Pour Evo Morales, la réforme agraire est l’une des plus délicates qu’il aura à mener durant son quinquennat. À l’instar de la nationalisation des hydrocarbures — dont les principaux gisements se trouvent dans l’est du pays — la question foncière l’oppose de front à l’élite montante de Santa Cruz. Longtemps dépendante des richesses minières de l’Altiplano, l’oligarchie camba a vu ses revenus grimper ces vingt dernières années grâce au boom du soja et de quelques autres agro-industries, cocaïne comprise. Latifundistes traditionnels, mais aussi propriétaires étrangers, principalement brésiliens, croates et étatsuniens, ils ont fait de la spéculation et de l’hypothèque de terres un vrai sport départemental. Des terres “d’engrossement”, disent les Boliviens, si bien qu’au lieu de nourrir les paysans, elles attendent en friche que leur prix “grossissent”.

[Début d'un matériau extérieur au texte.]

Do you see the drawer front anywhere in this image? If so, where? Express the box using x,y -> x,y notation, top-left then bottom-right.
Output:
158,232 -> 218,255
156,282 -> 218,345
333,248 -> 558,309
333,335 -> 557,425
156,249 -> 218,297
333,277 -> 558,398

C’est parmi elles que La Paz entend trouver les trois-quarts des 20 millions d’hectares à redistribuer. Voyant poindre de véritables contrôles d’affectation des terres, voire une future limitation de la taille des exploitations, la Chambre agricole de l’Orient (CAO) a rompu en mai les négociations avec le gouvernement et annoncé rien de moins que la constitution de « comités de défense de la terre », prêts à résister « par tous les moyens » aux expropriations. Une menace prise très au sérieux par l’exécutif, qui a bien du mal à contrôler sa police cruceña, trop souvent prise en flagrant délit de laxisme face aux expéditions punitives de l’Union des jeunes de Santa Cruz (UJC). La situation pourrait d’autant plus vite dégénérer que certains propriétaires ont été accusés de soudoyer des paysans afin qu’ils occupent leurs propres terres ! « Notre mouvement n’a rien à voir dans ces provocations », assure Rogelio Quito, dirigeant national d’un MST-B, qui confirme s’être rallié au processus de redistribution légale de M. Morales.
Fin connaisseur du monde agricole, José Antonio Quiroga, l’éditeur de la revue Pro Campo pourtant peu suspect “d’evisme”, ne cache pas son inquiétude devant « la montée de mouvements d’inclination fasciste et raciste prêts à tout pour entraver les changements en cours », en s’attaquant à leur cible favorite : les collas (indigènes de l’Altiplano) ayant émigré à Santa Cruz, une zone à nette majorité blanche. Les mouvements cambas accusent le gouvernement de favoriser l’immigration andine au détriment des demandeurs de terre locaux. « Pure propagande », réplique le Vice-ministre de la Terre, Alejandro Almaraz. « Nous avons toujours affirmé que les parcelles seront distribuées d’abord aux sans terre les plus proches. Dans un second temps seulement, l’excédent ira aux candidats à la migration ».
Notes:
* Journaliste. Ce texte, que nous présentons avec son autorisation, a été publié sous le titre « Cap sur la terre promise » dans Le Courrier de Genève le 26 août 2006. Les intertitres sont de notre rédaction.
[1] « Sauve la terre » !
[2] Il fait référence au mouvement d’opposition à la privatisation de la distribution d’eau à Cochabamba en 1999 et 2000, ainsi qu’au soulèvement populaire d’octobre 2003 contre l’exportation de gaz aux États-Unis par le Chili et pour la nationalisation des hydrocarbures.